CPB board member Howard Husock is once again attacking public broadcasting, this time for its approach to diversity in programming.
In a piece posted Wednesday on the Wall Street Journal’s site, the CPB Board member wrote that “it’s no secret that NPR and PBS lean liberal. Less appreciated is the extent to which [CPB] grants are organized around an idea central to the modern Democratic Party: identity politics.”
The full op-ed, headlined “Racial Division, Made Possible by Viewers Like You,” is available to WSJ subscribers only.
Husock also criticized The Talk, a WNET documentary about the relationship between law enforcement and communities of color. The film “reduces the complexities of police minority relations to advice minority parents are said to give their children about how to behave around cops,” Husock wrote. “The program’s website advises that ‘one’s never too young to get woke about race.’”
“Identity politics also pervade radio,” he writes, citing NPR’s Code Switch, which reports on matters of race.

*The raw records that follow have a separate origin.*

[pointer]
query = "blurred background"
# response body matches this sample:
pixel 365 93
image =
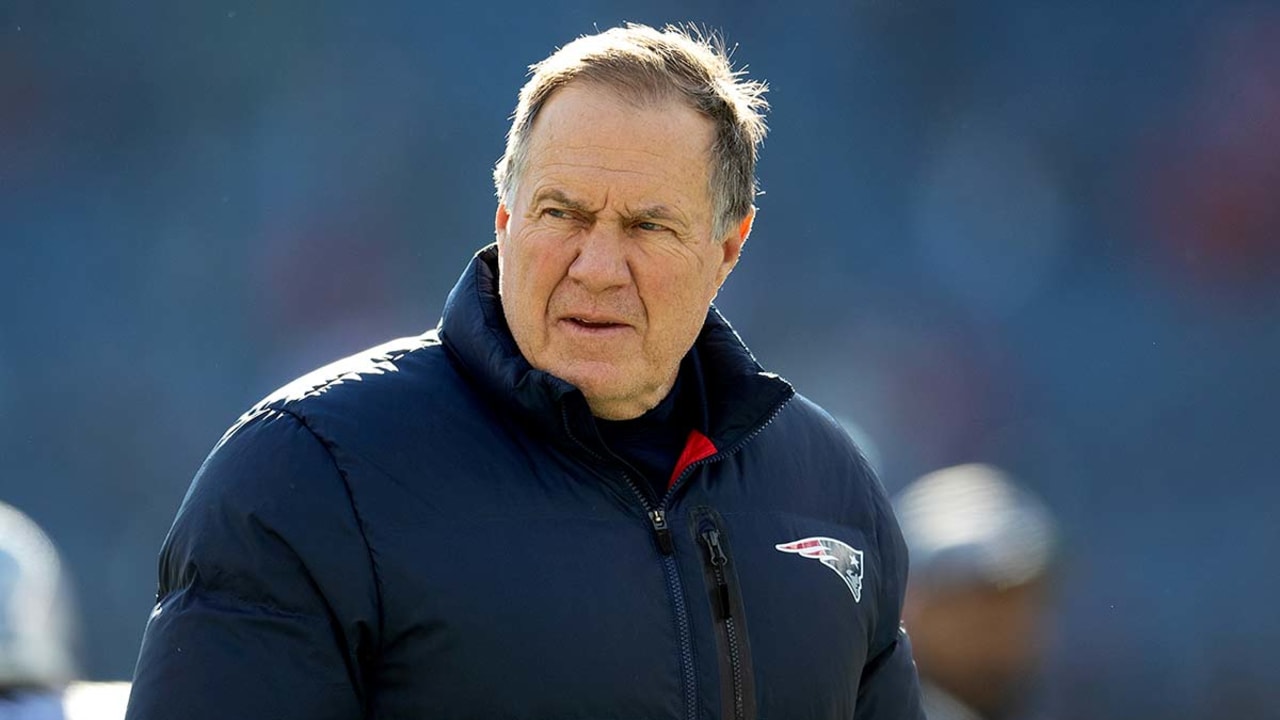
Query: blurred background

“Those who commission such programs are committed to a deeply embedded ideology,” the piece says. “They see American history, politics and culture predominantly through a prism of race and gender. Millions of Americans share this view, but millions more look at the country’s past and present in an entirely different way.”
He ends by recommending that “the criteria by which funds are distributed” for public media programs “should be reexamined.”
“Far better for public broadcasting, whether funded publicly or privately, to be a unifying force in America rather than a divisive one,” Husock concludes.
The op-ed is the latest in a series of essays in which Husock, a VP at the conservative Manhattan Institute, has criticized CPB and federal funding for public broadcasting. His Washington Post op-ed supporting the defunding of CPB drew a sharp response from fellow board members at an April meeting. Two board members also responded publicly to another of his op-eds in The Hill.
Husock was the lone “nay” vote at a CPB board meeting in June when members voted to submit CPB’s 2019 budget request to the Office of Management and Budget.